I had, besides all this, an earnest desire to see the great men of the earth. We have, it is true, our great men in America: not a city but has an ample share of them. I have mingled among them in my time, and been almost withered by the shade into which they cast me; for there is nothing so baleful to a small man as the shade of a great one, particularly the great man of a city. But I was anxious to see the great men of Europe; for I had read in the works of various philosophers, that all animals degenerated in America, and man among the number. A great man of Europe, thought I, must therefore be as superior to a great man of America, as a peak of the Alps to a highland of the Hudson; and in this idea I was confirmed by observing the comparative importance and swelling magnitude of many English travellers among us, who, I was assured, were very little people in their own country. I will visit this land of wonders, thought I, and see the gigantic race from which I am degenerated.

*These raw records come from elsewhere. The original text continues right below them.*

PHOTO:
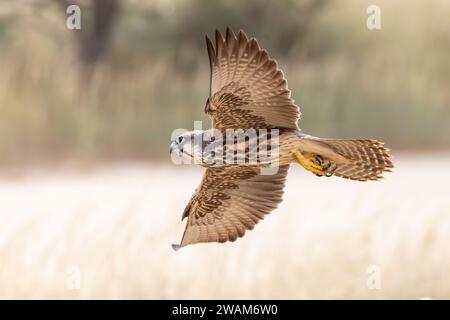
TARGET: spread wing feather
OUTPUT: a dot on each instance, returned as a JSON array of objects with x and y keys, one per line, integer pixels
[
  {"x": 229, "y": 201},
  {"x": 247, "y": 89}
]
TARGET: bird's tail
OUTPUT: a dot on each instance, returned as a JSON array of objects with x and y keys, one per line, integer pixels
[{"x": 356, "y": 159}]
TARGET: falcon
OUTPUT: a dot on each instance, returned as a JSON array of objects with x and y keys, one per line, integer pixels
[{"x": 249, "y": 94}]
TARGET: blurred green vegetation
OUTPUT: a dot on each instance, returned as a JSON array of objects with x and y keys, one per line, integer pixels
[{"x": 392, "y": 84}]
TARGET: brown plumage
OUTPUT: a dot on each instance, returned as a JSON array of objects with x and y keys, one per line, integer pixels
[{"x": 248, "y": 92}]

It has been either my good or evil lot to have my roving passion gratified. I have wandered through different countries and witnessed many of the shifting scenes of life. I cannot say that I have studied them with the eye of a philosopher, but rather with the sauntering gaze with which humble lovers of the picturesque stroll from the window of one print-shop to another; caught sometimes by the delineations of beauty, sometimes by the distortions of caricature, and sometimes by the loveliness of landscape. As it is the fashion for modern tourists to travel pencil in hand, and bring home their portfolios filled with sketches, I am disposed to get up a few for the entertainment of my friends. When, however, I look over the hints and memorandums I have taken down for the purpose, my heart almost fails me, at finding how my idle humor has led me astray from the great object studied by every regular traveller who would make a book. I fear I shall give equal disappointment with an unlucky landscape-painter, who had travelled on the Continent, but following the bent of his vagrant inclination, had sketched in nooks, and corners, and by-places. His sketch-book was accordingly crowded with cottages, and landscapes, and obscure ruins; but he had neglected to paint St. Peter’s, or the Coliseum, the cascade of Terni, or the bay of Naples, and had not a single glacier or volcano in his whole collection.